LoHud by Jacob Fischler, Albany Bureau November 4, 2010
ALBANY — The rent may be too high, but Jimmy McMillan got too few votes to win his own line on the ballot for the next four years.
McMillan's Rent Is 2 Damn High Party and other third-party gubernatorial candidates, who gained national attention in their free-for-all debate last month, largely failed to get the 50,000 votes needed to win a future ballot line.
The only one who got it was Green Party candidate Howie Hawkins, results Wednesday showed. The Independence, Conservative and Working Families parties — who also backed the major-party candidates — received enough votes to secure their ballot status.
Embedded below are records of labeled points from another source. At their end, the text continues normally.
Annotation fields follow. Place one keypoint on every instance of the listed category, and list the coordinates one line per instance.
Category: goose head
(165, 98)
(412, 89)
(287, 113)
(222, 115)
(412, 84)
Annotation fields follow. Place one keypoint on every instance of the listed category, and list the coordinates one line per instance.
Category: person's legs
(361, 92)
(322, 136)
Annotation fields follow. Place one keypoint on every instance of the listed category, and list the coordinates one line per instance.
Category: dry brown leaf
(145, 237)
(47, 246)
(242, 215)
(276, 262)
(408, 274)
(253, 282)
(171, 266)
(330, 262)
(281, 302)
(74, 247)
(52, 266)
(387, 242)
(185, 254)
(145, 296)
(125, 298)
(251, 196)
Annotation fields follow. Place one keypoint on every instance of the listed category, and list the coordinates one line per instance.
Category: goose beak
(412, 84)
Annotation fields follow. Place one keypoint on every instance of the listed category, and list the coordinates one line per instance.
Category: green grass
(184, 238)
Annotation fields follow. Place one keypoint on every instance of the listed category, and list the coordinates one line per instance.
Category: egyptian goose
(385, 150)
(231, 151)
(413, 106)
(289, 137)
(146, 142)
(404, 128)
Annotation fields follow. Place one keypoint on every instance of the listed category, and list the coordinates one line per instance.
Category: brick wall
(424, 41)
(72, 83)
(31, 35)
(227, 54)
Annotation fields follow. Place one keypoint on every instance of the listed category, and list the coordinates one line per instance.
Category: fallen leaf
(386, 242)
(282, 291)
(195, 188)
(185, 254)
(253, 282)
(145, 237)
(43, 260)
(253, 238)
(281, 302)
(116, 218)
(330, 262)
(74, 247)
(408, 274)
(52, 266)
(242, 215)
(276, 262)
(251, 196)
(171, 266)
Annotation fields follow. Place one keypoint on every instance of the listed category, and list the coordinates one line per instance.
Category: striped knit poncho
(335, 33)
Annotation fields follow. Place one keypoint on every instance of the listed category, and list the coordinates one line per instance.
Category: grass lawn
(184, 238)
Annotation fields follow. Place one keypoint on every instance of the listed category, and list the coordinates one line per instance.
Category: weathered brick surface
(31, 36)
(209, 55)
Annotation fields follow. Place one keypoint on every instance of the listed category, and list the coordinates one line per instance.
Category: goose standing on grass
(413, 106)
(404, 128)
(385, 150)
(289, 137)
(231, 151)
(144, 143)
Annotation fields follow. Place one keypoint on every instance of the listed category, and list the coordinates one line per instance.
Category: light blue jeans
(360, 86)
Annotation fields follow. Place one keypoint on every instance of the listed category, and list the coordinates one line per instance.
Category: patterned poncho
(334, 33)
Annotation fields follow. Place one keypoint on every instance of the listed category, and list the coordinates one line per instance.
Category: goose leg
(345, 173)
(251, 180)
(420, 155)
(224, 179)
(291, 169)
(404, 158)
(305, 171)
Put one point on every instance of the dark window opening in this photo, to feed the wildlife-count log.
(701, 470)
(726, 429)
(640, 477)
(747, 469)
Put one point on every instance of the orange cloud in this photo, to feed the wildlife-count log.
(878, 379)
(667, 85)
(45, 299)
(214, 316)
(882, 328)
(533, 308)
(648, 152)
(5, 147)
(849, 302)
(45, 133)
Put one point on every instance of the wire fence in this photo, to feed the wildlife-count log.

"We'll be a real opposition," said Hawkins, who raked in 56,868 votes with 97 percent of precincts reporting statewide. As opposed to Working Families or Conservative parties, said Hawkins, the Greens will run what he described as a "real" third-party candidate "to give real change."
After it was announced Tuesday that Attorney General Andrew Cuomo would be New York's next governor, McMillan thanked the roughly 40,000 voters that filled in his bubble Tuesday via Twitter.
"Your support has shown me that my vision and my passions matter, for that, this is a certain victory," he wrote.
The other candidates who didn't make the cut for a guaranteed ballot line included the Anti-Prohibition party's Kristin Davis, New York City Councilman Charles Barron (D-Brooklyn) and Libertarian Warren Redlich. Redlich fell short by about 5,000 votes.
"I'm looking forward to going back into obscurity," said Redlich. "I thought we (the Libertarian party) would make a bigger dent."
Conservative Party Chairman Mike Long said the party appears to have received close to 200,000 votes on its line. That would give it row C on the ballot, moving up a spot past the Independence Party. The Working Families Party may end up on row D, and the Independence Party could be headed for row E, he said.
The number of votes each party receives on its line determines its positioning on the ballot.
Third-party campaigns in other statewide races ate up a slice of the voter pie as well.
While incumbent Tom DiNapoli secured his seat as comptroller by just three percentage points, Green Party candidate Julia Willebrand snuck in with 4 percent.
Carl Person, the Libertarian candidate for attorney general, earned nearly 35,000 votes in the midst of Attorney General-elect Eric Schneiderman's decisive victory over Staten Island District Attorney Dan Donovan.